Public Accounts Committee calls for more schools data
The House of Commons’ Public Accounts Committee has called for school league tables to include more indicators in order to tell parents more about how their children’s schools are performing.
In its 19th Report, published today, the Public Accounts Committee argues that while many factors affecting educational attainment are within schools’ control, others are not, and parents should be given more information about these.
Factors of this sort include local levels of economic deprivation, numbers of pupils in receipt of free school meals, and even data about parents’ benefits, the Committee argues, following up a November 2003 National Audit Office report on the subject.
Committee chair Edward Leigh explained, “This enhanced information must be available to parents, so that they can take it into account in selecting schools, however limited the choices they have.”
The Committee’s call comes just a year after the Department for Education and Skills actually did amend statistics on schools in order to include “value-added” measures of the sort described.
Responding to this morning’s report, a spokesperson for the Department for Education and Skills confirmed that it does intend to include more such factors in future figures.

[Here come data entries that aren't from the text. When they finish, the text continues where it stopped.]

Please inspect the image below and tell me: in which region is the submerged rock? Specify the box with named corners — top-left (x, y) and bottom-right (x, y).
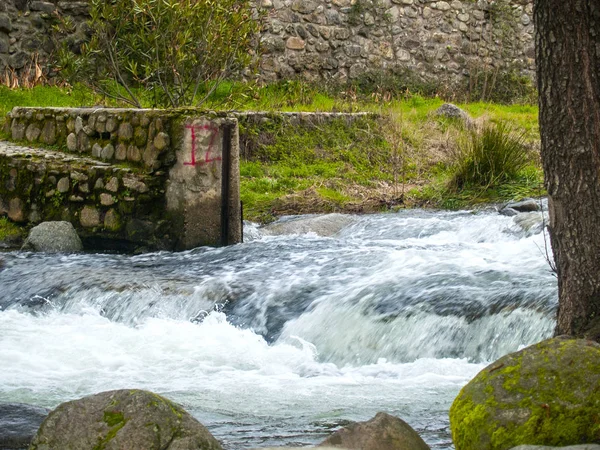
top-left (262, 213), bottom-right (355, 237)
top-left (513, 211), bottom-right (544, 235)
top-left (450, 337), bottom-right (600, 450)
top-left (22, 221), bottom-right (83, 253)
top-left (30, 389), bottom-right (223, 450)
top-left (319, 412), bottom-right (430, 450)
top-left (0, 403), bottom-right (48, 449)
top-left (503, 198), bottom-right (540, 213)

The Public Accounts Committee – whose principal role is to examine the effectiveness of Government spending – proposes in its report that school inspectors Ofsted (the Office for Standards in Education) publish “before and after” versions of schools’ performance ratings, when external factors are and are not taken into account.
In addition, the Committee is calling for schools’ funding to be simplified.
Mr Leigh warned, “The number and complexity of funding streams for schools is unacceptably high and a recipe for confusion.”